Now solving this DE we get $y'=D\sqrt{x^2+1}\implies y=\frac{D}{2}( (\sqrt{x^2 + 1} x + \sinh^{-1}(x)) +E$

Which would mean that the shortes path on the curve would be

$\gamma(x)=(x,y(x),\frac{x^2}{2})$ where we could get $E,D$ from the initial conditions $y(-1)=0,y(1)=1$

All seems good. However last week in another class we said the a curve $\gamma\,\text{is a geodesic}\iff \gamma''|| N$. Where $N$ is the normal of the surface $U$

I decided to check if this holds for the curve we got and got $N=\nabla( \frac{x^2}{2}-z)=(x,0,-1)$ $\gamma ''(x)=(0, \frac{D x}{\sqrt{x^2 + 1}}, 1)$

And here we see that $N\nparallel \gamma '' $. Can anyone explain me why this is the case? does that mean that the shortest path is not a geodesic?

Answer 1

A minimizing curve is geodesic only up to reparameterization.

Assume that exists a reparameterization $\phi$ such that $\delta = \gamma \circ \phi$ is a geodesic.

We have $$\dot\delta(t)= \dot\gamma(\phi(t))\dot\phi(t) = \left(1, D\sqrt{\phi(t)^2+1}, \phi(t)\right)\dot\phi(t)$$

In particular, a geodesic $\delta$ has to be of unit speed so $$1 = \|\dot\delta\|^2 = (D^2+1)(\phi^2+1)\dot\phi^2 \implies \dot\phi = \frac{1}{\sqrt{(D^2+1)(\phi^2+1)}} \implies \phi(t) = \frac1{\sqrt{D^2+1}} \operatorname{Arsinh}(t)$$

Then $$\dot\delta(t) = \left(\frac{1}{\sqrt{D^2+1} \sqrt{\frac{\operatorname{Arsinh}^2(t)}{D^2+1}+1}},\frac{D}{\sqrt{D^2+1}},\frac{\operatorname{Arsinh}(t)}{\left(D^2+1\right) \sqrt{\frac{\operatorname{Arsinh}^2(t)}{D^2+1}+1}}\right)$$

and

$$\ddot\delta(t) = \left(-\frac{\operatorname{Arsinh}(t)}{(D^2+1)^{3/2}\sqrt{t^2+1} \left(\frac{\operatorname{Arsinh}^2(t)}{D^2+1}+1\right)^{3/2}},0,\frac{1}{\sqrt{D^2+1}\sqrt{t^2+1} \left(\frac{\operatorname{Arsinh}^2(t)}{D^2+1}+1\right)^{3/2}}\right)$$

Evidently $\ddot\delta \parallel N\circ \delta$ since $N(\delta(t)) = (\phi(t),0,-1) = \left(\frac1{\sqrt{D^2+1}} \operatorname{Arsinh}(t),0,-1\right)$.

Answer 2

It depends on how one parametrize the line.
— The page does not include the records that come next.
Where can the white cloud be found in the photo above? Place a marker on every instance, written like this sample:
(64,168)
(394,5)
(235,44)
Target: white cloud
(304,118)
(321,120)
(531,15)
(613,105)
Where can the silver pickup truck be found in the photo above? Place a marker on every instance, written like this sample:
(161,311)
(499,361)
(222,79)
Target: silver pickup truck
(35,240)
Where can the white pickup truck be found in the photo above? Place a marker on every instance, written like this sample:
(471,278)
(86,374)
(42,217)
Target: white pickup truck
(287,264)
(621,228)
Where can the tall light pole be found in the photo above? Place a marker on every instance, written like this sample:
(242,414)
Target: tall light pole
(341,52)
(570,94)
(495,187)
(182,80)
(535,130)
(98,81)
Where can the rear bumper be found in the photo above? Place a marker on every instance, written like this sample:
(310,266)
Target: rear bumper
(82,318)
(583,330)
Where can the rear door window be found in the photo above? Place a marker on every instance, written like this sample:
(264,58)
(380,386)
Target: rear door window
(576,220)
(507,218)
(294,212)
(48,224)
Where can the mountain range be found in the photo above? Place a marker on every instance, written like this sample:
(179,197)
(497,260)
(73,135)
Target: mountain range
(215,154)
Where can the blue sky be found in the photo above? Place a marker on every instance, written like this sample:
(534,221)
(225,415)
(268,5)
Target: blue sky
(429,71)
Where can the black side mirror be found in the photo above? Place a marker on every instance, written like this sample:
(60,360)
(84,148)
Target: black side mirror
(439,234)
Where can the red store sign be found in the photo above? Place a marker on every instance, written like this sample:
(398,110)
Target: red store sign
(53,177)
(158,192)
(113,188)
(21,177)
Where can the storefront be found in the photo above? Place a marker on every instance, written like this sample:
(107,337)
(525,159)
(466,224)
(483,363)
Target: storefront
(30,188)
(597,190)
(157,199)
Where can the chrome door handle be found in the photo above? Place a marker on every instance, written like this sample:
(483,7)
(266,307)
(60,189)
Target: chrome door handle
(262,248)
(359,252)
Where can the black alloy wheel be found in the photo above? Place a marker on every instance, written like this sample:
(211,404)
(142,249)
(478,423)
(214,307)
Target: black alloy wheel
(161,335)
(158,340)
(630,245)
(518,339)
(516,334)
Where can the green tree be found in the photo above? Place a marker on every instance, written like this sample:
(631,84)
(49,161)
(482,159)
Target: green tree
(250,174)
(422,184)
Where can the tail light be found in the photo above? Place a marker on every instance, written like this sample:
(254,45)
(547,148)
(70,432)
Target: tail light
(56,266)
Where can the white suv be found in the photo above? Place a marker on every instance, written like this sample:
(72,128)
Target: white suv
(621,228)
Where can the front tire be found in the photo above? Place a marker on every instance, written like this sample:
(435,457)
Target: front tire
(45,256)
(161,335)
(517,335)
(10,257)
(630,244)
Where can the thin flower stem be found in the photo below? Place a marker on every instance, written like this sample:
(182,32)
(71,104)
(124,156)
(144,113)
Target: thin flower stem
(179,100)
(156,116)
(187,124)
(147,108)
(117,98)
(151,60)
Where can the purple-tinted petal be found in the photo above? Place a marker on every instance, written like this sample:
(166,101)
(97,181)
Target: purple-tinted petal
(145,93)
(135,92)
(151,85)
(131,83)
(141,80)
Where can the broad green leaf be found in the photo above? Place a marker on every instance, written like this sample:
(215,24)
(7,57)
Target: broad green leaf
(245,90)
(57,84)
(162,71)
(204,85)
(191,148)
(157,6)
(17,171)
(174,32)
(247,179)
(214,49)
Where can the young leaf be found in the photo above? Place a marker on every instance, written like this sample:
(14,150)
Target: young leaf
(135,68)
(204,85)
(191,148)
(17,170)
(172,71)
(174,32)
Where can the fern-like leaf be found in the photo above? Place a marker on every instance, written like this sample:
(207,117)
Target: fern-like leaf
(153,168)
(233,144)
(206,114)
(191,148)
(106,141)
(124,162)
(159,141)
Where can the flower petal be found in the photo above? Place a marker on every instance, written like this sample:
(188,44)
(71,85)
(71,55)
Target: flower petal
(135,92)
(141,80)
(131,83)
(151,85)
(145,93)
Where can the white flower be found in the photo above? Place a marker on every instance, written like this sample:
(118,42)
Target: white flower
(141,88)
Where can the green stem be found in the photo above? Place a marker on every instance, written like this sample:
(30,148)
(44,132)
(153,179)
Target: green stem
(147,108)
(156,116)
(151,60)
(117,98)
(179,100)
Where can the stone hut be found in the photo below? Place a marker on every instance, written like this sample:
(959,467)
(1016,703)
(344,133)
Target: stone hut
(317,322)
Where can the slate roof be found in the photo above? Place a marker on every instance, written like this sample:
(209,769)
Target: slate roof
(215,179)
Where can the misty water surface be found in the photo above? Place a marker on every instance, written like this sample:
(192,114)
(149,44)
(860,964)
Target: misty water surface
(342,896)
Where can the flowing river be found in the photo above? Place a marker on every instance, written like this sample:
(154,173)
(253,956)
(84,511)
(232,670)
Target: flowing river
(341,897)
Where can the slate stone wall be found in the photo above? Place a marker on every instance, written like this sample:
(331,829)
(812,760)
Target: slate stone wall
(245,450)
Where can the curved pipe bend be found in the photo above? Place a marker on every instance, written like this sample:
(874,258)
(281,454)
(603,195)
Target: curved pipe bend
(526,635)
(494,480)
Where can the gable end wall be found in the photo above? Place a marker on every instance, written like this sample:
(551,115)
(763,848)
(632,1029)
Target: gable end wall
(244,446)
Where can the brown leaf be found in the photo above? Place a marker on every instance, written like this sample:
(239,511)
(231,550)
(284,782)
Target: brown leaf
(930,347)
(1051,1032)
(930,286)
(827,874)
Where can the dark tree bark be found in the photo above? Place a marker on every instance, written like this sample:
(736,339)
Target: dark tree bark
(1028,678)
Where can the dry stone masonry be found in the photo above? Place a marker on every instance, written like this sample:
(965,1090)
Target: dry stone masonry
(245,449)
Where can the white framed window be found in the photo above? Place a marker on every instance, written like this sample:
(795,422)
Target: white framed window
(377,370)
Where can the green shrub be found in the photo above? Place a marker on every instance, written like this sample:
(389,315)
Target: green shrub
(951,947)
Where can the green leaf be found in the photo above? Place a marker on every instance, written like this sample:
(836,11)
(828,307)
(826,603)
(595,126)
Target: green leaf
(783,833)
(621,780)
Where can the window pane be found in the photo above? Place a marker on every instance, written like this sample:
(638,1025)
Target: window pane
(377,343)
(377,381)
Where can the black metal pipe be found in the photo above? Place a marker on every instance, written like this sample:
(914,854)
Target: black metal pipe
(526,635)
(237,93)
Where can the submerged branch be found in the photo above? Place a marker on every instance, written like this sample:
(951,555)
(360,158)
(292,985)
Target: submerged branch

A curve $\gamma(t)$ is geodesic if $\gamma''(t)=0$ or $\gamma''$ is parallel to the normal. So a line $\gamma(x)=ax+b$ is geodesic. However, you can parametrize the same line as $\gamma=a\tan \alpha+b$, with $\alpha \in(-\pi/2,\pi/2)$. Then $$\gamma''(u)=\frac{2a\sin \alpha}{\cos^3\alpha}$$ This expression is zero only when $\alpha=0$. In principle is possible to parametrize every curve such that it's geodesic. Not sure how easy it is for this particular case.